En la lista de investigados se encuentran el vicepresidente y consejero de Economía, Daniel Conesa; el consejero de Educación, Antonio Miranda; los viceconsejeros de Administraciones Públicas, Hacienda, y Festejos María Ángeles Gras, Guillermo Frías y Francisco José Díaz; y el director general de Gestión Económica Administrativa de Medio Ambiente, José Pastor.

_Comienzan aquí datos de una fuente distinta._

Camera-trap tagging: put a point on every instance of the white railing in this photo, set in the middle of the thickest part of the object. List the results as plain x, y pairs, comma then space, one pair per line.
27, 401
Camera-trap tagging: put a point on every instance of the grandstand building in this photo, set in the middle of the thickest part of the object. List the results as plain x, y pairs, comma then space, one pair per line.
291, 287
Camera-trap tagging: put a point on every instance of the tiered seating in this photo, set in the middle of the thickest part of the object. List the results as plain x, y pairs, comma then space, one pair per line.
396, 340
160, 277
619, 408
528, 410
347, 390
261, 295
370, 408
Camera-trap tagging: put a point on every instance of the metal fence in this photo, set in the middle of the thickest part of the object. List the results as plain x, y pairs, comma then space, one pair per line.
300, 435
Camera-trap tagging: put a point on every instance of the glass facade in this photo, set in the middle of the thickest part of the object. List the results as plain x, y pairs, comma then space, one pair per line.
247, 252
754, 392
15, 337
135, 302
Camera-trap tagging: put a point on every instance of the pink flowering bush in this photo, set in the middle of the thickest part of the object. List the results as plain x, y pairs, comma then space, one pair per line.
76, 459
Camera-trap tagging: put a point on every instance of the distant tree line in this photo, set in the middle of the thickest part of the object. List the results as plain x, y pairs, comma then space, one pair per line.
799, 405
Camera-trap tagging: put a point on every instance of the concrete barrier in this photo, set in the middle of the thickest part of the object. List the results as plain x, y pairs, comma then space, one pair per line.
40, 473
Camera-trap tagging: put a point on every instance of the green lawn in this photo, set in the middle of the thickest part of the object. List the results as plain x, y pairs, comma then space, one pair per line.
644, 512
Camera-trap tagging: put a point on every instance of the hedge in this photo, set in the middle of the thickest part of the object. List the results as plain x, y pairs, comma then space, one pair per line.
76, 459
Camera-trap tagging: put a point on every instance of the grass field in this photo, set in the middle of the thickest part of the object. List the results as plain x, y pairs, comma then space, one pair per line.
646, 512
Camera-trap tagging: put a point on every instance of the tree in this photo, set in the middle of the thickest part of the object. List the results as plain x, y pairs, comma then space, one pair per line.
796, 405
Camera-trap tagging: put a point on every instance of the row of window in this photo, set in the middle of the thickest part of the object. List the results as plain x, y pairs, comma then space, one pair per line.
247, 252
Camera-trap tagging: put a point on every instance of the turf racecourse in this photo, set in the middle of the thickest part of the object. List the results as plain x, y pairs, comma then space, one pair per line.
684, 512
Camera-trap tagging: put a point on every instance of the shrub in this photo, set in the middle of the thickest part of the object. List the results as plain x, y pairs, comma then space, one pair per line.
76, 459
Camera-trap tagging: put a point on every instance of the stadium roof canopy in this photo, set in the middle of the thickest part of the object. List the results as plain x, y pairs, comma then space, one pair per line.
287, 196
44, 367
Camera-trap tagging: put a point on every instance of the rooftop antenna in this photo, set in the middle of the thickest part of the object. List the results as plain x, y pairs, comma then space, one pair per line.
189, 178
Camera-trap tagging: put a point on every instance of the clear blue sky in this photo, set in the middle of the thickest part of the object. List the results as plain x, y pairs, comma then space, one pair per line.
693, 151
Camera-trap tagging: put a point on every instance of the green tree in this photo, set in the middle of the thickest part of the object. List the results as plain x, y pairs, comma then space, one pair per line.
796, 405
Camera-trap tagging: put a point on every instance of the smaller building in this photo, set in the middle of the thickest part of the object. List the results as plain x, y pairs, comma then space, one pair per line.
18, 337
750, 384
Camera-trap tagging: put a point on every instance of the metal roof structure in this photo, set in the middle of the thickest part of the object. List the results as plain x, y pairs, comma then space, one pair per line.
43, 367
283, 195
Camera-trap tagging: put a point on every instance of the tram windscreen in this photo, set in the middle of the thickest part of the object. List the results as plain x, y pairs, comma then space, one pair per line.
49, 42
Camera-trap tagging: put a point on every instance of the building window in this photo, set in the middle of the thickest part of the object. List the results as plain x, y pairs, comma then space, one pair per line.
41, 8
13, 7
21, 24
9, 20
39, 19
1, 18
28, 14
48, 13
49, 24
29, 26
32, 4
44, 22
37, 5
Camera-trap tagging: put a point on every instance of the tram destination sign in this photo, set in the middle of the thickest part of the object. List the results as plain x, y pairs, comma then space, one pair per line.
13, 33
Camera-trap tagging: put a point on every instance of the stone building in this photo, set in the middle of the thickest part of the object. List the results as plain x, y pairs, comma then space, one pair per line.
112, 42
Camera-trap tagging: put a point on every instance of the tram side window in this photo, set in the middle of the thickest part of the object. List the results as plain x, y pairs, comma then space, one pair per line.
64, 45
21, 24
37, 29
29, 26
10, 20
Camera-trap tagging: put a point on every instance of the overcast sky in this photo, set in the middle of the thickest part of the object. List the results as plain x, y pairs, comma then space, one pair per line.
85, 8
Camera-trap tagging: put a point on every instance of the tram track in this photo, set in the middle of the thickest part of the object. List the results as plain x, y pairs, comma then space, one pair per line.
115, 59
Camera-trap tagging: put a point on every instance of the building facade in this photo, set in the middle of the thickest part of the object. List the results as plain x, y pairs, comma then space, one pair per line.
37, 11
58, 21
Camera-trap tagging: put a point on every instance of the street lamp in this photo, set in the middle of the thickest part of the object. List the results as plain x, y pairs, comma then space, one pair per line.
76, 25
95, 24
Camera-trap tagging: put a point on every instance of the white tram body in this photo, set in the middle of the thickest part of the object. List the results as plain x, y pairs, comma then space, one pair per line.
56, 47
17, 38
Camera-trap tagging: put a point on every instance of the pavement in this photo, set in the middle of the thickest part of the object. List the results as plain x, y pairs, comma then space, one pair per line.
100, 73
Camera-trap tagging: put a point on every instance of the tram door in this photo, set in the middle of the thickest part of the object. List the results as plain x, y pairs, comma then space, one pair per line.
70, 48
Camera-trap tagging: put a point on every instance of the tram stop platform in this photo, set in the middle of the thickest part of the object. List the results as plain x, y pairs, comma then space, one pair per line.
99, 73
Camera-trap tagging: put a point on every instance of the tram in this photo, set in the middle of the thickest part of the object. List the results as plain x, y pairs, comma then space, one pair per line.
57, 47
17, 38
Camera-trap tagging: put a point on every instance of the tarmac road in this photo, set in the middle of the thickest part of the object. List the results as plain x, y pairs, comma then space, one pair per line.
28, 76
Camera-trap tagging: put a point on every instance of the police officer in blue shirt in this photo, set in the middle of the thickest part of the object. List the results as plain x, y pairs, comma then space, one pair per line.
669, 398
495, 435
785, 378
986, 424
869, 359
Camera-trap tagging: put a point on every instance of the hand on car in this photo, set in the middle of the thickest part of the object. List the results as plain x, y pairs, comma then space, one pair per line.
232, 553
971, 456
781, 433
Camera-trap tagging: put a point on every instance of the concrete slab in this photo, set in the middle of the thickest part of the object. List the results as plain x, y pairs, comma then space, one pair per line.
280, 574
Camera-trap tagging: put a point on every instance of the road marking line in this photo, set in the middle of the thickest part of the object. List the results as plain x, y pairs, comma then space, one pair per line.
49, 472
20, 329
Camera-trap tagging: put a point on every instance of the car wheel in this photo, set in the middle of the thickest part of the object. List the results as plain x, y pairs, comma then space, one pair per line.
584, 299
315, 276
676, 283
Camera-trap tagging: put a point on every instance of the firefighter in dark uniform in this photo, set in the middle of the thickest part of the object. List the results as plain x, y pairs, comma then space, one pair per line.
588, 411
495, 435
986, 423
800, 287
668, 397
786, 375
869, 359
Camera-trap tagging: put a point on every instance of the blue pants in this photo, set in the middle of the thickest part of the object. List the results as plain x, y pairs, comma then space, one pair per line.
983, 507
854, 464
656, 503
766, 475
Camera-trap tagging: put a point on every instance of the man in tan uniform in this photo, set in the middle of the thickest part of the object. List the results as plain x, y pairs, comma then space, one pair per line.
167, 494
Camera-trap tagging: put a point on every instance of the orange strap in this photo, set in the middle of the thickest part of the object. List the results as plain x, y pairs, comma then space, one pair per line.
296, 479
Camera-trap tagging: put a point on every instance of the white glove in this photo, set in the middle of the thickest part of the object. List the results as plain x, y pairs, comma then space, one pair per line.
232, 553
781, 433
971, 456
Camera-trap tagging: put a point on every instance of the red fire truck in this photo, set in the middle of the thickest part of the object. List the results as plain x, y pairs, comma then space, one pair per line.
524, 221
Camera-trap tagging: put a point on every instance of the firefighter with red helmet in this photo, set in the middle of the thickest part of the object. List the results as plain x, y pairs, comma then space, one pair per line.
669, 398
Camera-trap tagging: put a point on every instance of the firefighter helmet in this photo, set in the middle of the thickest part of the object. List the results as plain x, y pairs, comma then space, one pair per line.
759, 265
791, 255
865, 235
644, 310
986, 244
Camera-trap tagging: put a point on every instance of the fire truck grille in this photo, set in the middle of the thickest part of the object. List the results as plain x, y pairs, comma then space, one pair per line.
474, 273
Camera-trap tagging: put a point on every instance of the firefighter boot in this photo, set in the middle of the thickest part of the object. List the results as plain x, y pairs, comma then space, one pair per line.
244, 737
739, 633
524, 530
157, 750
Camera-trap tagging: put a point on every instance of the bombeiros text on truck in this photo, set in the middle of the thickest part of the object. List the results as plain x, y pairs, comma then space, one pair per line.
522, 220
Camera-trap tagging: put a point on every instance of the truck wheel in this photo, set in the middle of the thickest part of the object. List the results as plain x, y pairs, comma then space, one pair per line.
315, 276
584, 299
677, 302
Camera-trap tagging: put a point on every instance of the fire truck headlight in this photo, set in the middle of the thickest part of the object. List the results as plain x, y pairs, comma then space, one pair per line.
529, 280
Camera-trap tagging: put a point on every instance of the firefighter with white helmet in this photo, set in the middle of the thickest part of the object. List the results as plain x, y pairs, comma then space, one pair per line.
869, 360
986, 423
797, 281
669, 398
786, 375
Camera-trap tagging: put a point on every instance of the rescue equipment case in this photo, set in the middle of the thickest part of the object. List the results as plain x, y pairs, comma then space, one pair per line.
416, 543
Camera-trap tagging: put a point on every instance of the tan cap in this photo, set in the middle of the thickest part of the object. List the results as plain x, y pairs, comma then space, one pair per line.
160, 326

No son los únicos investigados, otros seis exaltos cargos siguen estando imputados en causas abiertas sobre corrupción, entre ellos, María Antonia Garbín, exresponsable de Bienestar Social, quien ha dejado su acta como diputada tras ser condenada a 10 años de inhabilitación por el caso Abogados , por la contratación irregular de letrados por parte de la consejería, según adelanta El País.

61 adjudicaciones a dedo

El caso Tosca afecta a empresas privadas que se habrían beneficiado de contratos a cambio de dar empleo a personas vinculadas con miembros del Gobierno de Melilla. Una de las compañías investigadas es el grupo Eulen, que desde 2015 ha obtenido 61 adjudicaciones discrecionales, unos cinco millones de euros, a pesar de su situación procesal.

El Gobierno de Melilla adjudicó seis millones de euros entre 2015 y 2017 en contratos a dedo a 13 empresas imputadas en Ópera y Tosca, que investigan una posible trama corrupta por supuestos delitos de prevaricación, cohecho, falsificación documental y malversación de fondos públicos.